Facebook sues Israel’s NSO on alleged WhatsApp malware hack
WhatsApp and its parent Facebook Inc. sued spyware manufacturer NSO Group, alleging that the Israeli company used malware to hack into the mobile phones of 1,400 people and conduct surveillance.
Between January 2018 and May of this year, NSO created WhatsApp accounts that it used to send malicious code to targeted devices, according to the lawsuit filed Tuesday in federal court in San Francisco. The bogus accounts were created using telephone numbers registered in different countries, including Cyprus, Israel, Brazil, Indonesia, Sweden, and the Netherlands. Between roughly April 29 and May 10, NSO unleashed its code over WhatsApp servers targeting attorneys, journalists, human rights activists, political dissidents, diplomats, and other senior foreign government officials, the suit said.

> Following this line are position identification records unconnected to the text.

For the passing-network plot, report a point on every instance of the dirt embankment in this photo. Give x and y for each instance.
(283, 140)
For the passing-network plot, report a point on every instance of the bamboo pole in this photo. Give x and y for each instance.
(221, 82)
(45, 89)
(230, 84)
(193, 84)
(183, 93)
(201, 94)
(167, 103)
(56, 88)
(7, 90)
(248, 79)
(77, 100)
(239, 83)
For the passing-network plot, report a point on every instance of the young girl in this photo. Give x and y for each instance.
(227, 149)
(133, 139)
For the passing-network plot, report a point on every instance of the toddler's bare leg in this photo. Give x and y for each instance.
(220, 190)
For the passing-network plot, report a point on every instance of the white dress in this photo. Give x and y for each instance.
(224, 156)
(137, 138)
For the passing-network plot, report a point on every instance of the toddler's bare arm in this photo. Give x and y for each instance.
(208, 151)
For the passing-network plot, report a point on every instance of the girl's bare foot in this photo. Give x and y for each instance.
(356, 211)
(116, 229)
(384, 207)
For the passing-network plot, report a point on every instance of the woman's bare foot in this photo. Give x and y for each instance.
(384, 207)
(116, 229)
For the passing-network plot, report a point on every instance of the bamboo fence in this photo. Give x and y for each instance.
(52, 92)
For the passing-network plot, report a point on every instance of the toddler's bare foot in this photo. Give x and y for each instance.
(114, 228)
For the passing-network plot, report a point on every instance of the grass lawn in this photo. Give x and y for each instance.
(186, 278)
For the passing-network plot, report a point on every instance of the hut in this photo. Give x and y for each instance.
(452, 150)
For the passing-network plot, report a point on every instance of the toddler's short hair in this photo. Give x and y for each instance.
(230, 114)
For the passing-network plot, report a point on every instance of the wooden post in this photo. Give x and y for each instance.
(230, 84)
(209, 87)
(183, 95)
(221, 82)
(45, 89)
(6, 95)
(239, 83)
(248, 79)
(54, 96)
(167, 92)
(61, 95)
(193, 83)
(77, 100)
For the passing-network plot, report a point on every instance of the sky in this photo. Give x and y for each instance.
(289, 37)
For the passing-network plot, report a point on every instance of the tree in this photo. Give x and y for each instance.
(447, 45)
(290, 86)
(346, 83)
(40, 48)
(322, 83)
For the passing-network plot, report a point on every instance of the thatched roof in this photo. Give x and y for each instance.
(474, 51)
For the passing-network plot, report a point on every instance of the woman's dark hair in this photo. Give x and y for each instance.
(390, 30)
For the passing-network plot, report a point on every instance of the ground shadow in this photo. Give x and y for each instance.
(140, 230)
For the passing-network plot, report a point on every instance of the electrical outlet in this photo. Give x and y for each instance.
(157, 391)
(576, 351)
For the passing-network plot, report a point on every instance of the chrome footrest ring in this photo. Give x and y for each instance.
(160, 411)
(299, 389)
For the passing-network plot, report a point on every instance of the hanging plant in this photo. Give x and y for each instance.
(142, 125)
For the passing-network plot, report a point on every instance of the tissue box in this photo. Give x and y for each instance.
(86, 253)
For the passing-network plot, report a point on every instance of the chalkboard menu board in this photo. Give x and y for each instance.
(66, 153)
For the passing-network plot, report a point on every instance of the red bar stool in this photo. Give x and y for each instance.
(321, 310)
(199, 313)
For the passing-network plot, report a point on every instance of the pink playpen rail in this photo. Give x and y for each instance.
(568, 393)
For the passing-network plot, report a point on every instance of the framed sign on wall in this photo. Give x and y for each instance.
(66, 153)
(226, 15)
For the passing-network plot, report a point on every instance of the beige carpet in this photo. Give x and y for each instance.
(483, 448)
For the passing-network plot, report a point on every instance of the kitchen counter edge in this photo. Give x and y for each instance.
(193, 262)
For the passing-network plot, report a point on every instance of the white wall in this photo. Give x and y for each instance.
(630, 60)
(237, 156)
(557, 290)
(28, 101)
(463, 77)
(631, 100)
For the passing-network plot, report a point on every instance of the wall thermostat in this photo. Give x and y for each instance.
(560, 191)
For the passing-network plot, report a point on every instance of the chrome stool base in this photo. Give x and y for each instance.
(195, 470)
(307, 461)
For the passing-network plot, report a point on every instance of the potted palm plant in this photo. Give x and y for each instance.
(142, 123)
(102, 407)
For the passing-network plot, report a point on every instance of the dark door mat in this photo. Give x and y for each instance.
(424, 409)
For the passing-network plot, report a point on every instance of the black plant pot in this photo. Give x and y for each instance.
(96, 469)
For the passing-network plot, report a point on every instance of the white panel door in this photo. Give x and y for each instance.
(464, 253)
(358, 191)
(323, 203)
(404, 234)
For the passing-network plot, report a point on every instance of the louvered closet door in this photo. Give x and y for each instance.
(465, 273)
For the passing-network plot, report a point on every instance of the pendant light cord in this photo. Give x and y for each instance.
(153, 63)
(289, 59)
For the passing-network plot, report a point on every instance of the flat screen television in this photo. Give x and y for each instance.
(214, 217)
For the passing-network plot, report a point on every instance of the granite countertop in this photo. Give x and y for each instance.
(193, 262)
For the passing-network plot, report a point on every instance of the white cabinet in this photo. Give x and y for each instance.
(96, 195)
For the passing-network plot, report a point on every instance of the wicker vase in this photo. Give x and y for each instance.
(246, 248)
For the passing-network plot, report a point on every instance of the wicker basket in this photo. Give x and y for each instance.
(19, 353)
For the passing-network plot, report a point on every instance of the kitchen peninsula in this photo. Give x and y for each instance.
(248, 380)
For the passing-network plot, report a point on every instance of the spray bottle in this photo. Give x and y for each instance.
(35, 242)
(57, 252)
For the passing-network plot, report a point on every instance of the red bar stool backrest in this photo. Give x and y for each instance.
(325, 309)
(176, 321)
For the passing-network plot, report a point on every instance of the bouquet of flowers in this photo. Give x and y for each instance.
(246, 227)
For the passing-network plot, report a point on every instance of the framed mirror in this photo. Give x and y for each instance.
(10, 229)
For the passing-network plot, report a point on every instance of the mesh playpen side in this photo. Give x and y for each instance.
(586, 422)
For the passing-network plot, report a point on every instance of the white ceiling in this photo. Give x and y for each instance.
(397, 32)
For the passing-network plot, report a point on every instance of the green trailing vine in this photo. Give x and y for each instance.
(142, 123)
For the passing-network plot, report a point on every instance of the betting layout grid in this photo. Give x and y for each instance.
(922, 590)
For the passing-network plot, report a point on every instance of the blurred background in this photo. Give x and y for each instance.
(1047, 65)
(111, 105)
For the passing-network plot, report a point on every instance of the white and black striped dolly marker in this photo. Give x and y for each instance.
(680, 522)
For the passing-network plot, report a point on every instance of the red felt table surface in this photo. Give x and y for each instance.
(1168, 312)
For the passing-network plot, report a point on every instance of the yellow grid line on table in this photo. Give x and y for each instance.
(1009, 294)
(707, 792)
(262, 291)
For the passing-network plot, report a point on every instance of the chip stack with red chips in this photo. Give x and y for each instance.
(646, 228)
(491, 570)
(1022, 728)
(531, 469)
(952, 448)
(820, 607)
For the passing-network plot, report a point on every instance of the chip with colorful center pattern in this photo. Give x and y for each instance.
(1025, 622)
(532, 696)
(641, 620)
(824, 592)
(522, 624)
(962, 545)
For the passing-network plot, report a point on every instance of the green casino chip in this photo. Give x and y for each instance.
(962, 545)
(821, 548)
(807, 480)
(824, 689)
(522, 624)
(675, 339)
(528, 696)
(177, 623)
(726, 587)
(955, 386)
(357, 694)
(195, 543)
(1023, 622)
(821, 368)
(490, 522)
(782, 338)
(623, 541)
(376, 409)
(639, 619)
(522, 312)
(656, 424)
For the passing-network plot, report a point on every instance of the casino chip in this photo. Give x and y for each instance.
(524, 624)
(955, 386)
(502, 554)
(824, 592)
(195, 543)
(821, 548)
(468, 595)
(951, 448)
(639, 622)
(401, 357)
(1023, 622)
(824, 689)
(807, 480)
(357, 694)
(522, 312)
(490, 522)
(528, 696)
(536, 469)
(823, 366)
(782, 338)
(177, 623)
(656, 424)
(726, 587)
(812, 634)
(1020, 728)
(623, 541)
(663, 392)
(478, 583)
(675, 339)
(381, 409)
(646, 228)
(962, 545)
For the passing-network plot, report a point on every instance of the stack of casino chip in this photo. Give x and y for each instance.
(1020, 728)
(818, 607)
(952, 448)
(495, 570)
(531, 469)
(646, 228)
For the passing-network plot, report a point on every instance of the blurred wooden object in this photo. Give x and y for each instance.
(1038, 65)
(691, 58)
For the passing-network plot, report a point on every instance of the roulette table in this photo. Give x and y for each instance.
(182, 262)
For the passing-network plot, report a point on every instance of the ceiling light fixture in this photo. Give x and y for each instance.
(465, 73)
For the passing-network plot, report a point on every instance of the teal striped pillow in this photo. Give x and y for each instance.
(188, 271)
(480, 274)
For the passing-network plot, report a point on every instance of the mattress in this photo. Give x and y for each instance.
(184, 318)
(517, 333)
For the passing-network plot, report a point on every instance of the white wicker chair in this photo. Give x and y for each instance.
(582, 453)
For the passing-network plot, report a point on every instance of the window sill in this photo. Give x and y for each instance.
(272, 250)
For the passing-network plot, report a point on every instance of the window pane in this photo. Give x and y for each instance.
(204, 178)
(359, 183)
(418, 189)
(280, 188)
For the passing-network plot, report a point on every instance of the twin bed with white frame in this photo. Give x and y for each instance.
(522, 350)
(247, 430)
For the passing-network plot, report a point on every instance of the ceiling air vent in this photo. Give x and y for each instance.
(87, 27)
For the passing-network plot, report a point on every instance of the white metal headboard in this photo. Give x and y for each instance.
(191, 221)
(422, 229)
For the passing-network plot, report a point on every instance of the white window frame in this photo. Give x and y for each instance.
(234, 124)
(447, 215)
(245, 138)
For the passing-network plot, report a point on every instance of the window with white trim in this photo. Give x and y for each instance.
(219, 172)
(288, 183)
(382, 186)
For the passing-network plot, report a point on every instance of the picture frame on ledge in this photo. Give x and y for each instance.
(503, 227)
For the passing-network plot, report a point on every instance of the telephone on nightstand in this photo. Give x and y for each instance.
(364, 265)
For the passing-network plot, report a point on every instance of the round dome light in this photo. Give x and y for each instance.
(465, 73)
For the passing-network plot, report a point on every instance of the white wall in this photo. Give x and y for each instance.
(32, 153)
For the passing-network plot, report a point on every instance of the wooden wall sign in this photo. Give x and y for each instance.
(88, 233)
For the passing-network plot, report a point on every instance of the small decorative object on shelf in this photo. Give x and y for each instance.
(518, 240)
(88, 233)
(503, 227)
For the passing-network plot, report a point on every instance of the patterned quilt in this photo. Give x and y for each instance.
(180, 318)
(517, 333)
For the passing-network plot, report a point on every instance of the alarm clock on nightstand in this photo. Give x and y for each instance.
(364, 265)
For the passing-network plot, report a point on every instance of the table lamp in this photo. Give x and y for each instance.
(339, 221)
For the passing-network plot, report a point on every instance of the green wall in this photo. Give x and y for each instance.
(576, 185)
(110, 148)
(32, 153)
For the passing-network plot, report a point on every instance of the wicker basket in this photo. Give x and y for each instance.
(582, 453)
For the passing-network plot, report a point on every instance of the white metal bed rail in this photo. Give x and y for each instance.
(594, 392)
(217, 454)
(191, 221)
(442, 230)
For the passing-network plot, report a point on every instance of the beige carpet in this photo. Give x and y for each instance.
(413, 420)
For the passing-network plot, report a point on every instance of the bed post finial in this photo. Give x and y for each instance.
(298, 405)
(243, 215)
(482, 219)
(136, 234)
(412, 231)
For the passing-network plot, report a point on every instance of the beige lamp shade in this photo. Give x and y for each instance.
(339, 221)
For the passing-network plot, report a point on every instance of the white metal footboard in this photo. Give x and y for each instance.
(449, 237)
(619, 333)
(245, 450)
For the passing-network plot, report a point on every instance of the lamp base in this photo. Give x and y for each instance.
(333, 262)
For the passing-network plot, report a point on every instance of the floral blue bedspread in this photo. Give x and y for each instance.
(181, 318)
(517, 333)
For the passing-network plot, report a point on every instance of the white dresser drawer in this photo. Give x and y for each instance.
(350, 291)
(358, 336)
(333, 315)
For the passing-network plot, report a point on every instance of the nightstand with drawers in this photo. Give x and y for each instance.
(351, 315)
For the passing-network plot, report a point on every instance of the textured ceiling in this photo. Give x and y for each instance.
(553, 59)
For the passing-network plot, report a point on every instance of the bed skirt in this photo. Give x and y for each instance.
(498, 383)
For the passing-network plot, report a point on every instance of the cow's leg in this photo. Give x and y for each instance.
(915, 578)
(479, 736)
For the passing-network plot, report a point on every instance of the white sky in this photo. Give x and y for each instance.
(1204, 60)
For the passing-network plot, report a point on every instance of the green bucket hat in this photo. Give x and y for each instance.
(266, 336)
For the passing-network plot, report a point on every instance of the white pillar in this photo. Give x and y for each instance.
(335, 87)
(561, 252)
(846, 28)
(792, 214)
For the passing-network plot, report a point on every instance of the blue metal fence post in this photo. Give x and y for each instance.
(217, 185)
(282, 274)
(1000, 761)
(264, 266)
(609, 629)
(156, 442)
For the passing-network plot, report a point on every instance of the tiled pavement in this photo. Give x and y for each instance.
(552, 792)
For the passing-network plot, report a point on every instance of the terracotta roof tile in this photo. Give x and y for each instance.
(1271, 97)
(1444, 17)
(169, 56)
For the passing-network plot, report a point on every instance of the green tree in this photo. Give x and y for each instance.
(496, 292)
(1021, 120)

While NSO was unable to break WhatsApp’s encryption, the company developed its malware to access messages and other communications after they were decrypted on the targeted devices.
NSO Group disputed the allegations and said it would “vigorously fight them.”
“The sole purpose of NSO is to provide technology to licensed government intelligence and law enforcement agencies to help them fight terrorism and serious crime,” the company said in a statement. “Our technology is not designed or licensed for use against human rights activists and journalists. It has helped to save thousands of lives over recent years.”
Human rights groups and researchers have raised alarms for years about NSO Group, which makes mobile device surveillance software that ostensibly helps governments combat “terror and crime.” Activists, however, say governments misuse NSO’s products to target human rights defenders, journalists and critics.
Spyware makers don’t want to accept that their products are used by bad actors, said John Scott-Railton, a senior researcher at the Citizen Lab at the University of Toronto’s Munk School of Global Affairs & Public Policy.
“They want the credibility of having powerful intelligence services as their customers, but at the same time they want to take credit only for the alleged successes while disclaiming responsibility for any of the alleged abuses,” Scott-Railton said. “This lawsuit shatters the illusion of this unaccountable bubble.”
NSO said its technology helps government intelligence and law enforcement agencies thwart major terrorist attacks, bring home abducted children and stop pedophiles and other criminals.
“We consider any other use of our products than to prevent serious crime and terrorism a misuse, which is contractually prohibited,” NSO said in the statement. “We take action if we detect any misuse. This technology is rooted in the protection of human rights – including the right to life, security and bodily integrity – and that’s why we have sought alignment with the U.N. Guiding Principles on Business and Human Rights, to make sure our products are respecting all fundamental human rights.”
But U.S. whistle-blower Edward Snowden last fall accused the company of helping Saudi Arabia track and kill government critic Jamal Khashoggi.
Banks that arranged the buyout of NSO Group earlier this year have struggled to place the $500 million of debt they had committed to provide for the deal as many investors deemed the company too risky to touch. They were forced to fund the loans with their own cash before being able to offload the debt at a discount of 90 cents on the dollar.
WhatsApp is seeking an injunction against NSO Group that would bar the company from using WhatsApp and Facebook services. In a Washington Post op-ed, WhatsApp Chief Executive Officer Will Cathcart said that leaders of tech firms should, at a minimum, “call for an immediate moratorium on the sale, transfer and use of dangerous spyware.”
The lawsuit comes after WhatsApp revealed a security flaw in May that allowed “an advanced cyber actor” to deliver malware via WhatsApp by placing a call to a user. WhatsApp said it had patched the vulnerability. While it didn’t name NSO Group for exploiting the vulnerability, the Israeli group was widely believed to have been behind it.
Human rights groups, including Amnesty International and Citizen Lab, have accused the NSO Group of selling its malware to oppressive regimes for the purpose of watching dissidents. In December 2018, Saudi dissident Omar Abdulaziz sued NSO Group, claiming the company’s software enabled the Kingdom of Saudi Arabia to hack his phone and track his communications with Khashoggi, the murdered Washington Post journalist. NSO has said the Abdulaziz lawsuit makes a number of false claims.